Reading Note: DSSD: Deconvolutional Single Shot Detector

TITLE: DSSD: Deconvolutional Single Shot Detector

AUTHER: Cheng-Yang Fu, Wei Liu, Ananth Ranga, Ambrish Tyagi, Alexander C. Berg

CONTRIBUTIONS

A combination of a state-of-the-art classifier (Residual-101) with a fast detection framework (SSD) is proposed.
Deconvolution layers are applied to introduce additional large-scale context in object detection and improve accuracy, especially for small objects.

METHOD

This is a successive work of SSD. Compared with original SSD, DSSD (Deconvolutional Single Shot Detector) adds additional deconvolutional layers and more sophisticated structure for category classifiction and bounding box coordinates regression. As shown in the following figure, the part till blue feature maps is same with original SSD. Then Deconvolution Module and Prediction Module are applied.

Recent works such as Beyond Skip Connections: Top-Down Modulation for Object Detection and Feature Pyramid Networks for Object Detection propose to incorporate fine details into the detection framework using deconvolutional layers and skip connections. DSSD utilizes this idea as well using Deconvolutional Module, shown in the following figure.

Several different structures for Prediction Module are proposed.

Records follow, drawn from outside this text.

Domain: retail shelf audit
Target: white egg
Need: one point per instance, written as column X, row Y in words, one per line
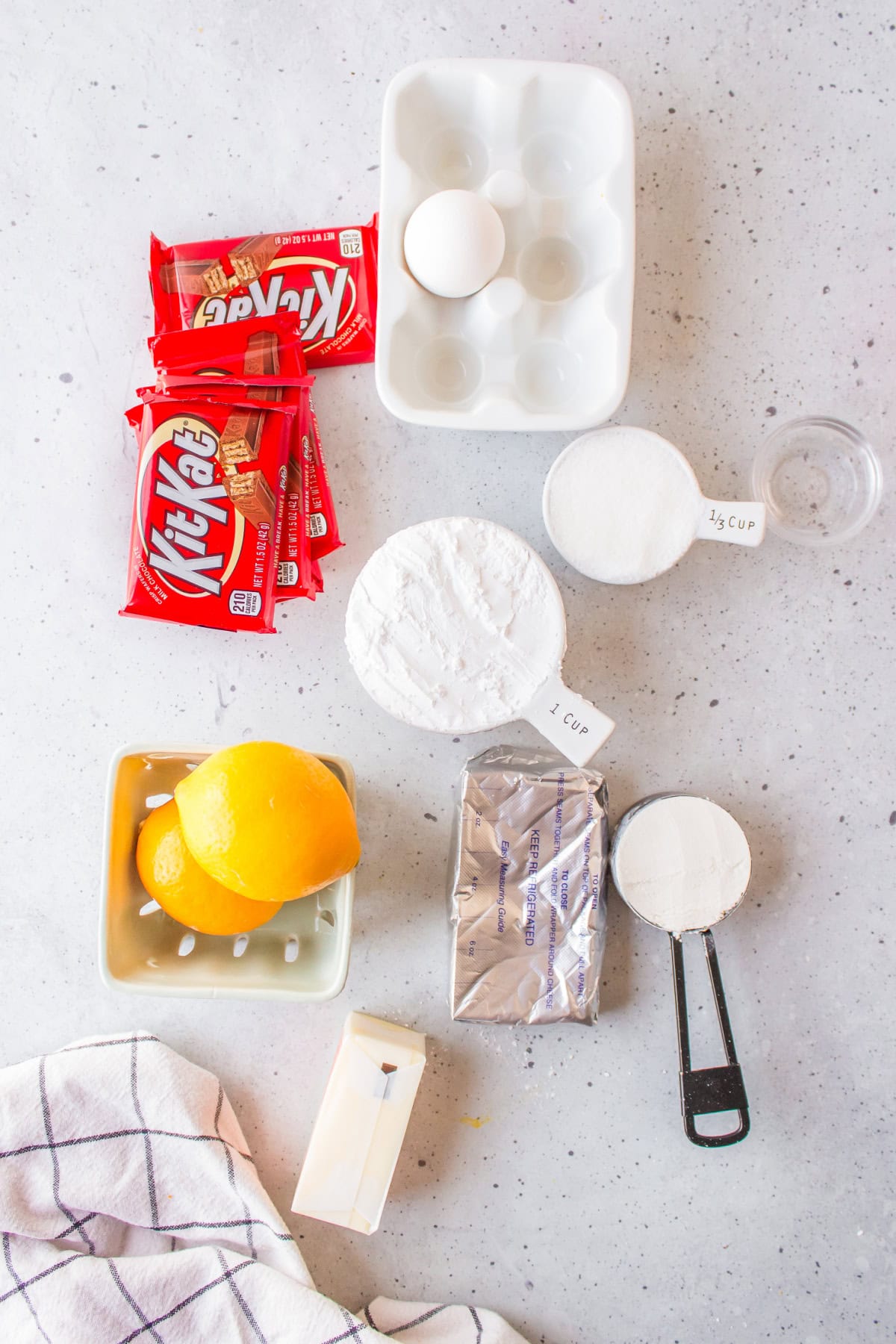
column 454, row 243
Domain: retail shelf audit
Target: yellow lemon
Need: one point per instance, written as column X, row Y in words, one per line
column 172, row 877
column 267, row 820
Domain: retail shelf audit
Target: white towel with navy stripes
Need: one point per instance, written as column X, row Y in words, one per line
column 131, row 1211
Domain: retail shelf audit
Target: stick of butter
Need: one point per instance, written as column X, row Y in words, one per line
column 361, row 1122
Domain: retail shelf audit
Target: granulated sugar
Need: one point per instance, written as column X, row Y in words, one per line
column 622, row 504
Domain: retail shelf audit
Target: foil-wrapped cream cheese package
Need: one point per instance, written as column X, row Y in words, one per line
column 527, row 889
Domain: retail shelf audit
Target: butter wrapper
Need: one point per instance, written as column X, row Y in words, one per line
column 527, row 889
column 361, row 1127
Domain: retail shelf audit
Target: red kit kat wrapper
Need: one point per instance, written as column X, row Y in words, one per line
column 208, row 511
column 324, row 277
column 188, row 362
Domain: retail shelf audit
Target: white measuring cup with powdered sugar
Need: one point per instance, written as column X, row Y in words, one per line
column 622, row 505
column 457, row 625
column 682, row 865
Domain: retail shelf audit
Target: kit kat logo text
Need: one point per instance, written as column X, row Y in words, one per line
column 193, row 537
column 323, row 307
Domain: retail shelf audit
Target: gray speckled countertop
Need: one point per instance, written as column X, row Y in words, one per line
column 765, row 284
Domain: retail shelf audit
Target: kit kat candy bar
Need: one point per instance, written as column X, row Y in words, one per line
column 253, row 497
column 240, row 440
column 253, row 257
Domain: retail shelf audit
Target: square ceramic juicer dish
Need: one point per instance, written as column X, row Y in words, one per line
column 544, row 344
column 300, row 954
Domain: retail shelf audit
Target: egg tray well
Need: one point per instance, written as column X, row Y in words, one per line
column 300, row 954
column 546, row 344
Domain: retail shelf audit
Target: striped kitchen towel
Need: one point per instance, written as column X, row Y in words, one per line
column 131, row 1210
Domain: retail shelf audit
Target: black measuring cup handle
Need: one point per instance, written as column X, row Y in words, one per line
column 706, row 1092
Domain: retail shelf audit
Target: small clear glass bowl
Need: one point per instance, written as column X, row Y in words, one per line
column 818, row 479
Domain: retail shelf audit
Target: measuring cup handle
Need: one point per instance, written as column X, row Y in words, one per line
column 706, row 1092
column 743, row 522
column 568, row 721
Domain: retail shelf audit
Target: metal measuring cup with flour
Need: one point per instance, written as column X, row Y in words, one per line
column 682, row 865
column 457, row 625
column 622, row 505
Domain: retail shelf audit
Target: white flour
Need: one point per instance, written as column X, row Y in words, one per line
column 682, row 863
column 621, row 504
column 454, row 625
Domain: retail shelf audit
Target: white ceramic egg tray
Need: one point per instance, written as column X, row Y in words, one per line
column 300, row 954
column 546, row 344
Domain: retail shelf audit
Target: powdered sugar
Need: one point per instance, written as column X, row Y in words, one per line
column 682, row 863
column 454, row 625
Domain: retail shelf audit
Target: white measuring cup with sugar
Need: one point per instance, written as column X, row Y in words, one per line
column 682, row 865
column 622, row 505
column 457, row 625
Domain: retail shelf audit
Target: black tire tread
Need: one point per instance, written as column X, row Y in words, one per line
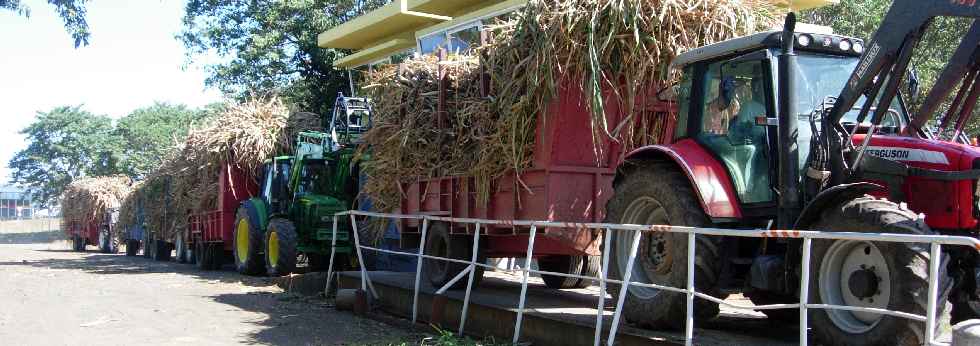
column 255, row 260
column 666, row 181
column 862, row 214
column 286, row 232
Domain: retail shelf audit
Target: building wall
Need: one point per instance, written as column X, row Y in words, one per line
column 15, row 204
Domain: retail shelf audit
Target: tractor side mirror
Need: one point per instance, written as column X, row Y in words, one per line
column 913, row 86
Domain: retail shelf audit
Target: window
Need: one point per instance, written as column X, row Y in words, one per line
column 735, row 94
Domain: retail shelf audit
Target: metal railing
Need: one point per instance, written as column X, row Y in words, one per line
column 930, row 319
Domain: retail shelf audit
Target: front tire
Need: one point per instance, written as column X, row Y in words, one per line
column 564, row 265
column 887, row 275
column 249, row 241
column 280, row 247
column 657, row 193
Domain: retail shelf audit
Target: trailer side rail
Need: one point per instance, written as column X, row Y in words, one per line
column 930, row 319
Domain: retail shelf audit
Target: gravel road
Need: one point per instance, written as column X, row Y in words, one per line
column 51, row 296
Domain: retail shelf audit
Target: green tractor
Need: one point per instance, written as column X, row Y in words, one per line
column 293, row 215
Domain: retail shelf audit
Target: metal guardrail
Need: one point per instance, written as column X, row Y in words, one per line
column 935, row 241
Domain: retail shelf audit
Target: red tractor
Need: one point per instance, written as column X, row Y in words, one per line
column 794, row 130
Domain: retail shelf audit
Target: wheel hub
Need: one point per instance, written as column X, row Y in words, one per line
column 854, row 273
column 863, row 283
column 654, row 261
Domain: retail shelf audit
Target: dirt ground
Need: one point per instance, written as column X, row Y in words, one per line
column 51, row 296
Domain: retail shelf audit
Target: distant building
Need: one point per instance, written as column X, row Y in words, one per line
column 15, row 203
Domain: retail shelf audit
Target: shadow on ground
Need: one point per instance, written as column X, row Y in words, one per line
column 115, row 264
column 31, row 237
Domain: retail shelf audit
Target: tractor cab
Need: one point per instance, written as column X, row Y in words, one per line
column 728, row 103
column 351, row 118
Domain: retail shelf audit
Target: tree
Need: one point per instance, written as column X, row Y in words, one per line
column 148, row 135
column 65, row 143
column 860, row 18
column 72, row 12
column 270, row 46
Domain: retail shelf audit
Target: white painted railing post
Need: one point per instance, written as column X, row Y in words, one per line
column 333, row 251
column 805, row 289
column 365, row 281
column 418, row 271
column 469, row 284
column 624, row 289
column 689, row 322
column 934, row 261
column 602, row 287
column 527, row 266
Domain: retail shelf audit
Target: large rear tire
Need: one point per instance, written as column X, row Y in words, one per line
column 249, row 243
column 280, row 247
column 885, row 275
column 132, row 247
column 180, row 248
column 203, row 255
column 565, row 265
column 107, row 243
column 657, row 193
column 441, row 243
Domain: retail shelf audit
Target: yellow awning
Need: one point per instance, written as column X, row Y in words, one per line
column 392, row 28
column 797, row 5
column 375, row 53
column 391, row 20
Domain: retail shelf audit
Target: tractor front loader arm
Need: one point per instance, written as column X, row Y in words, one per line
column 882, row 69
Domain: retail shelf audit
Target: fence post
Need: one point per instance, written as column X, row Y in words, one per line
column 602, row 287
column 689, row 323
column 804, row 289
column 624, row 288
column 527, row 266
column 934, row 260
column 333, row 250
column 469, row 285
column 365, row 282
column 418, row 271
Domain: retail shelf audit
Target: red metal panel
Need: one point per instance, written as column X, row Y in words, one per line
column 707, row 175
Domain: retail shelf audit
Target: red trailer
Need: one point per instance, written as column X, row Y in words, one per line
column 81, row 233
column 570, row 180
column 98, row 231
column 209, row 233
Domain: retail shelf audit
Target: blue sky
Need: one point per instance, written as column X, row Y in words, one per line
column 132, row 60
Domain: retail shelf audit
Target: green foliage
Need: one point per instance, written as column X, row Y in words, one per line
column 150, row 133
column 72, row 12
column 860, row 18
column 66, row 143
column 270, row 46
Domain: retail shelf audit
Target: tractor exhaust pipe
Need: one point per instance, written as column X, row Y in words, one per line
column 789, row 155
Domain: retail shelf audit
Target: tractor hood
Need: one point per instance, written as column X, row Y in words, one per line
column 922, row 153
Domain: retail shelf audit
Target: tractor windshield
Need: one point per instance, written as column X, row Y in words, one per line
column 822, row 76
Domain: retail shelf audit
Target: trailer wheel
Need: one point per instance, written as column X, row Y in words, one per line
column 106, row 242
column 132, row 247
column 202, row 253
column 565, row 265
column 879, row 275
column 78, row 243
column 161, row 250
column 147, row 245
column 280, row 249
column 657, row 193
column 441, row 243
column 248, row 243
column 180, row 247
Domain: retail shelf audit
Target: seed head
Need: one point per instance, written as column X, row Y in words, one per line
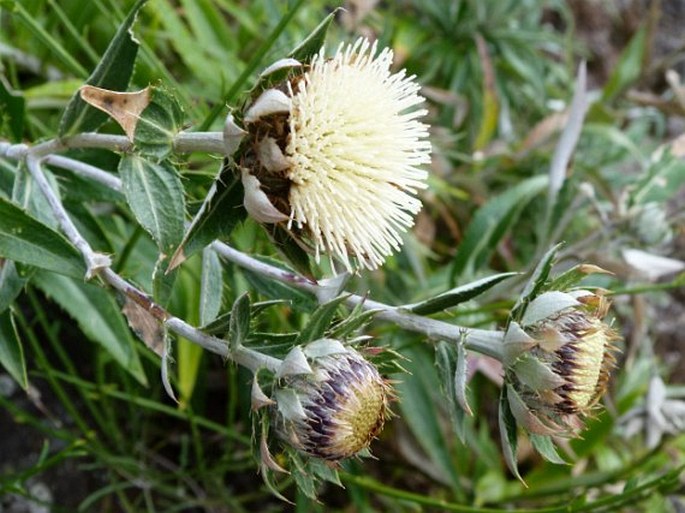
column 558, row 362
column 337, row 409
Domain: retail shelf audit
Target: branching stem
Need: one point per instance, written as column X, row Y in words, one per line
column 487, row 342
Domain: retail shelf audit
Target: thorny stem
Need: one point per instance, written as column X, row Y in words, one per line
column 487, row 342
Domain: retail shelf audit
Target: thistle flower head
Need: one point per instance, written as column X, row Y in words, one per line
column 558, row 361
column 336, row 408
column 336, row 149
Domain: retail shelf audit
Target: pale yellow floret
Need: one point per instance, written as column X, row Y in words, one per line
column 589, row 362
column 355, row 149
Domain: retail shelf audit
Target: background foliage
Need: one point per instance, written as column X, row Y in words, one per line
column 93, row 430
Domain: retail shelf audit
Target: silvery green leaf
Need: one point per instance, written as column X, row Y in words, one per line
column 233, row 135
column 112, row 72
column 546, row 305
column 239, row 323
column 444, row 356
column 211, row 286
column 219, row 214
column 26, row 240
column 569, row 137
column 525, row 416
column 11, row 284
column 280, row 64
column 324, row 347
column 456, row 295
column 508, row 433
column 294, row 363
column 166, row 360
column 308, row 48
column 158, row 124
column 11, row 350
column 570, row 278
column 155, row 194
column 545, row 446
column 320, row 321
column 460, row 378
column 257, row 203
column 257, row 396
column 289, row 404
column 271, row 101
column 536, row 281
column 516, row 342
column 577, row 294
column 535, row 374
column 330, row 288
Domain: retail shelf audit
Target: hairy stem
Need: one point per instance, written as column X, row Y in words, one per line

These structures take the idea from ResNet as illustrated in the following figure.

SOME IDEAS

Using ResNet-101 and more sophisticated structure for prediction is helpful to improve the performance, but the computation cost is high.
The idea of using deconvolutional layers to enlarge the feature maps and using skip connections to combine detail features is becoming popular.